Organisations such as the Potash Development Association have extensively researched the amount of additional nutrient content removed when the straw is baled. As such, when the tonnage of straw removed is known, the nutrients required to replace the deficit can be calculated in detail and are significantly less than the textbook figures used four years ago.

At the time of writing, potash is 60p/kg, phosphate 95p/kg and red diesel 65p/litre.

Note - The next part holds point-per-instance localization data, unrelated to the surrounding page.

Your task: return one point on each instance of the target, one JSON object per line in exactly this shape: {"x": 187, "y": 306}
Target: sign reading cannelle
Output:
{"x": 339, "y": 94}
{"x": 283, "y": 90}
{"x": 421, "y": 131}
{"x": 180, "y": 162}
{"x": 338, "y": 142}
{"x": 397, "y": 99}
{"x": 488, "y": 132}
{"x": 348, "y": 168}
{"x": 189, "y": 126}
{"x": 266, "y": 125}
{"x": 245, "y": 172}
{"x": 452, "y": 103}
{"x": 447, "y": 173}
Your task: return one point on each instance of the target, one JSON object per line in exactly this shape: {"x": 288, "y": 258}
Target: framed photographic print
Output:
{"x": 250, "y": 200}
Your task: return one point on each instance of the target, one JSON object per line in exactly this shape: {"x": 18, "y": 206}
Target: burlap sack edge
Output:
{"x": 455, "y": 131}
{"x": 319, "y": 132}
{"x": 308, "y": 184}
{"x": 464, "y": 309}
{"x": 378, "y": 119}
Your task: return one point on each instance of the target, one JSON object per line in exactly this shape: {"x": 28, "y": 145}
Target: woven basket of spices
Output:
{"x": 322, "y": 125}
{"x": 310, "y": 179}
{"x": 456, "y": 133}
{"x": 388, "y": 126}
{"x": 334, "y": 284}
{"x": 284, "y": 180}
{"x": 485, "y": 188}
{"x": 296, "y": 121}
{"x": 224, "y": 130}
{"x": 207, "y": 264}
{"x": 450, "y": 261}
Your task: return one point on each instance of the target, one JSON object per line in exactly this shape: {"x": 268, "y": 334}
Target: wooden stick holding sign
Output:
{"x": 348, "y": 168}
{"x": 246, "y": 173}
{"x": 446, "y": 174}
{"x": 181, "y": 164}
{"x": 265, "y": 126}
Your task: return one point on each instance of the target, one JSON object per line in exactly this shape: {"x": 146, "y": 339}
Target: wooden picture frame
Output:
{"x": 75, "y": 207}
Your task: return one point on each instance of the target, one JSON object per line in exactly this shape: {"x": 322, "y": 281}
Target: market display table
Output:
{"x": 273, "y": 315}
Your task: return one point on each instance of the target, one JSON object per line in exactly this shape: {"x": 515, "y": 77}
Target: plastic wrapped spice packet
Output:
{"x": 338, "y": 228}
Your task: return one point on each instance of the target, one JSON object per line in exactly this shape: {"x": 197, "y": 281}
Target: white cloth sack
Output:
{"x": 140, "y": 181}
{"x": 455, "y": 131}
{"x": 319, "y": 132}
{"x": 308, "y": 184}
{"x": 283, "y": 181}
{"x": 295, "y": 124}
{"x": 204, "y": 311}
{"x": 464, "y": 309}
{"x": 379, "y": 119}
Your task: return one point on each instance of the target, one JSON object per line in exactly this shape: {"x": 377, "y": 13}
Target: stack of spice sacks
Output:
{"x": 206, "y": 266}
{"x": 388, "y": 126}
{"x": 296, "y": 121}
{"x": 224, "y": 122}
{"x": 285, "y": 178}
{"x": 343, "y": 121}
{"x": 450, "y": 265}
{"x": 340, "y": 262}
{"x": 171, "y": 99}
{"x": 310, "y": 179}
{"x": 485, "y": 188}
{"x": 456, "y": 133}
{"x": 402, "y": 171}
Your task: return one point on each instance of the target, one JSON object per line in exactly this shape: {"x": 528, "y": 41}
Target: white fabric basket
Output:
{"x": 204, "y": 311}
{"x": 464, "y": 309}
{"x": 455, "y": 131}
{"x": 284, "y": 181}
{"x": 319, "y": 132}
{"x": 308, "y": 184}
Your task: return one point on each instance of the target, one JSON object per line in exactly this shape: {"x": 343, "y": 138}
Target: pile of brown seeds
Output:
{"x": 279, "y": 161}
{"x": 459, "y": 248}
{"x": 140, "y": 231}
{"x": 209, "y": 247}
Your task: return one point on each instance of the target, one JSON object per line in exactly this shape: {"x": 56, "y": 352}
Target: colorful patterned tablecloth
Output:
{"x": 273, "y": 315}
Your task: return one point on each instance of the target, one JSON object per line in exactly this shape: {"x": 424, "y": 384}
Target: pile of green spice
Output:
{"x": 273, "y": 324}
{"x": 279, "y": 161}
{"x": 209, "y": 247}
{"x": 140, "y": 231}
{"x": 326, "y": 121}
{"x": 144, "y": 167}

In the tables below. the break-even cost of selling the straw is shown for various yield scenarios and a baled-and-stacked contract charge of £10/bale is assumed.

There are several factors other than inputs to consider. Min-till rape establishment systems suit straw removal to ensure maximum soil to seed contact, optimum establishment and minimum disease risk, so chopping the straw would require another pass to bury it.

With inversion tillage systems, any trash is buried, so chopping or baling does not affect cultivation practices. There is a hassle factor when straw is sold – extra compaction from balers, reduced organic matter in the soil, implications for timeliness and so on – but this can be hard to quantify and has been left out. Some published research investigates the link between organic matter and the water-holding capacity of the soil, and its effects on yield, and no doubt as further research is undertaken, robust guidance will be available.

Nutrient cost

The table shows that the nutrient cost of the straw differs significantly in line with the yield of straw. Standard figures (from the RB209 Fertiliser Manual) for straw removal where yields aren’t known, assume a fresh weight straw yield of 50% of crop – so a 9.9t/ha (4t/acre) wheat crop will yield about 5t/ha (2t/acre) of straw.

These are high straw yields for arable areas with modern combines and growth regulator programs to minimise straw length, where you’d expect straw yields in the region of 2.5-3.7t/ha (1-1.5t/acre). But RB209 has to be high to cover all growing scenarios on all farms. It is clear from both a buyer’s and a seller’s point of view that knowing the weight being bought and the yield of the crop is key to agreeing a sale value or certainly the cost of production.

With all the above in mind, the key market driver this harvest will be supply and demand. Combines are already rolling in the east and while there is a knock to grain yields, the dry spring has also resulted in tiller abortion and very short straw length, even where a robust growth regulator programme hasn’t been used.

Therefore, there is very likely to be a shortage of straw to send west. Recent trade locally has seen prices of £99-111/ha (£40-45/acre) in the swath, considerably above the break-even of £26.8/ha (£10.86/acre).

Livestock producers should act early to make the most of long-term relationships and secure deals with existing suppliers. For the arable farmers, why not consider leaving the chopper switched off this year?

There will be demand for your straw, but with the rising price of fertiliser, don’t overlook the benefits of an old fashioned muck-for-straw agreement.As always, whether you chop or bale, it should be a considered business decision, and not just from force of habit.

Guy Banham is a rural business consultant at Samuel Rose.